It’s tough to trust the pass when there were so many errant ones being fired all over the place. Miami appeared to be out of sync all night long, but it’s unclear just how much of that had to do with what the Knicks were doing. It’s true New York limited switching and kept players in front of them for the most part, but the Heat were out of sorts, and had far more than their usual share of sloppy and disjointed possessions.

The Heat were far from shut down by the Knicks defense in the second half; they shot 54.5 percent from the field and committed just seven turnovers over the final two periods. LeBron James and Dwyane Wade combined for 52 points on 23-of-32 shooting, often getting into the paint seemingly at will.

But they simply couldn’t stop the Knicks.

Carmelo Anthony was matched up with James most of the night, and overcame a slow 6-of-16 start to finish the game by hitting six of his last eight shots. The Knicks as a team shot 63.2 percent from the field over the final 24 minutes, and hit eight of their 14 second-half attempts from three-point distance.

“They did a good job of junking it up,” Chris Bosh said. “A lot of switches. It took us a while to figure out, I don’t think we ever really got into a good rhythm offensively. There weren’t many plays that we could go back to. It was tough, and I mean, we’re not going to play well offensively every night, but that’s when our defense really has to keep us in the game.”

And it didn’t.

The Knicks were without several of their normal rotation players, but the team is beginning to hit its stride nonetheless.
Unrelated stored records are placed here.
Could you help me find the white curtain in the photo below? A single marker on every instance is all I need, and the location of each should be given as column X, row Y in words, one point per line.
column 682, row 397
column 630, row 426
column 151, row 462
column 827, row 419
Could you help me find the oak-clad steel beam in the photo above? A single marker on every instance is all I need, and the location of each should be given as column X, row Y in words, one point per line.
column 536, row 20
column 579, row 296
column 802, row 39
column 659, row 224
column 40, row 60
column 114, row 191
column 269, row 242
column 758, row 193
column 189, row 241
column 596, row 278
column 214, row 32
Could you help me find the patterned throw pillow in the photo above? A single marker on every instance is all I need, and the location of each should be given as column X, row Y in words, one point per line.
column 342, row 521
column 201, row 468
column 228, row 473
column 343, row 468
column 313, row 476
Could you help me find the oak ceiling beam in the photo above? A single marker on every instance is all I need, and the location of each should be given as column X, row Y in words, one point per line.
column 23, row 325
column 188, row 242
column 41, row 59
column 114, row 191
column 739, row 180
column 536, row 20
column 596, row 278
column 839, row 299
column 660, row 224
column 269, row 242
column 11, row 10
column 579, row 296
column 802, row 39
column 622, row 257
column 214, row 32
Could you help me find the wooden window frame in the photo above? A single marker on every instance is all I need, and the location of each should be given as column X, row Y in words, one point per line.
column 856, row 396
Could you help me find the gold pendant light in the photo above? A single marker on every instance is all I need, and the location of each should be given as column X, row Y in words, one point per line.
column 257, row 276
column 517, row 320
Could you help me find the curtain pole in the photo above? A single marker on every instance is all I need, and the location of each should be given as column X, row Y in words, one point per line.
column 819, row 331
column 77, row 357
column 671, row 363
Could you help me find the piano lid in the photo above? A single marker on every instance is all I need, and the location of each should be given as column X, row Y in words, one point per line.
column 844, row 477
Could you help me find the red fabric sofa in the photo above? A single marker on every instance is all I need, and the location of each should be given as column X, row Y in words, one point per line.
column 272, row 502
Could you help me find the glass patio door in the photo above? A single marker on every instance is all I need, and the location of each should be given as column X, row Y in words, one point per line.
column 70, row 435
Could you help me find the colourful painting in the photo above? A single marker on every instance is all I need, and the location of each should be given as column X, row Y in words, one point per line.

Tyson Chandler was unavailable due to an upper respiratory infection, Beno Udrih missed the game due to a knee injury, and then there was J.R. Smith, who was benched by Woodson after his consecutive games with shoe-untying antics got him fined $50,000 by the league office.

Woodson refused to address the Smith situation at all before the game, and stuck to those non-responses afterward even after Smith’s DNP-CD that came as a surprise.

“Not gonna comment on that, on J.R.,” Woodson said. “Just talk about the game.”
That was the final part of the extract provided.